Que viendrait faire le jeu dans un essai anthropologique pour cerner la nature humaine ? Il faut donc que le jeu soit important. Le lien est établi par la jeunesse, cette juvénilité comme la qualifie Edgar Morin, dont il est la quintessence, et qui apporte à l'homme fait la capacité de se renouveler et de se régénérer. Cette plasticité de l'esprit humain est autant le produit de la complexité de notre société qu'il en est la source. L'opposition nature et culture est donc dépassée, car l'homme est cultivé par nature, et naturel par culture. Johann Huizinga, qui faisait du jeu l'origine de la culture ne s'est pas trompé, si ce n'est que la culture humaine a donné au jeu une place et un relief qu'il n'a chez aucune autre espèce animale.

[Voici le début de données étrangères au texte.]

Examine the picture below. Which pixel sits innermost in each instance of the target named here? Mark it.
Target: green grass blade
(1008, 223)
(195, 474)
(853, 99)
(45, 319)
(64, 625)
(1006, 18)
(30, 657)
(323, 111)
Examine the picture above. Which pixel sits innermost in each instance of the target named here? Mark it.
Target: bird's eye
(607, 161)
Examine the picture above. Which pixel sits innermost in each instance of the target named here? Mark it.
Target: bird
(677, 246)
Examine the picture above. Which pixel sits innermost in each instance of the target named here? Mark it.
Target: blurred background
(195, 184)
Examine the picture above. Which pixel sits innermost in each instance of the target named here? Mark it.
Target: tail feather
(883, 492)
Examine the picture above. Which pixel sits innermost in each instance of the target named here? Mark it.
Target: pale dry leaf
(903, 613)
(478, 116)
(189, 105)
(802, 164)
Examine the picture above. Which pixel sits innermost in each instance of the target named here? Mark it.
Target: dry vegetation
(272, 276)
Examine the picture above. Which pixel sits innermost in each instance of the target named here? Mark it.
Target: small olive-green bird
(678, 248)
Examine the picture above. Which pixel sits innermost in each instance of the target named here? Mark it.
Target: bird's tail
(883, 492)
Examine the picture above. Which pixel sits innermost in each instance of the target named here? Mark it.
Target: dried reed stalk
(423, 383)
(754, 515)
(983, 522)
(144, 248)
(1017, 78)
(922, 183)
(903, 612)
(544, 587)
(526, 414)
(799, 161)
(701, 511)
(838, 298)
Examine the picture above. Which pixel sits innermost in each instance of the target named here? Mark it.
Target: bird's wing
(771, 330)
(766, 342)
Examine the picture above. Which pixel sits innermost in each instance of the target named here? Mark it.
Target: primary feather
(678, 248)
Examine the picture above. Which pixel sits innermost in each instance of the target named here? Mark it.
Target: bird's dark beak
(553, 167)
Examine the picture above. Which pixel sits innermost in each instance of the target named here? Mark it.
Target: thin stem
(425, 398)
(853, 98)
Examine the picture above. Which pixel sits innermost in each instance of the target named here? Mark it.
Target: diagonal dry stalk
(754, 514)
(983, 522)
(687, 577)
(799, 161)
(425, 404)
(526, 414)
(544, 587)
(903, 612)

La grande force de cet essai est son ambition de faire la quadrature du cercle. Qu'elle est la question originelle qui sous-tend toutes les autres ? Y a-t-il moyen de répondre à cette question de façon à ce que la réponse soit le départ d'une méthode de connaissance ? "Je ne prétends nullement m'attribuer ici une perspicacité ou une imagination particulières. Je crois seulement que je me posais une de ces questions naïves, banales, évidentes, que chacun se pose entre l'âge de 7 et 17 ans, et qui se trouvent inhibées, refoulées, asphyxiées, ridiculisées dès que l'on entre dans les Universités et les Doctrines." (p. 11). Ainsi la question fondamentale n'est pas de fournir une réponse mais un cadre de pensée de celle-ci.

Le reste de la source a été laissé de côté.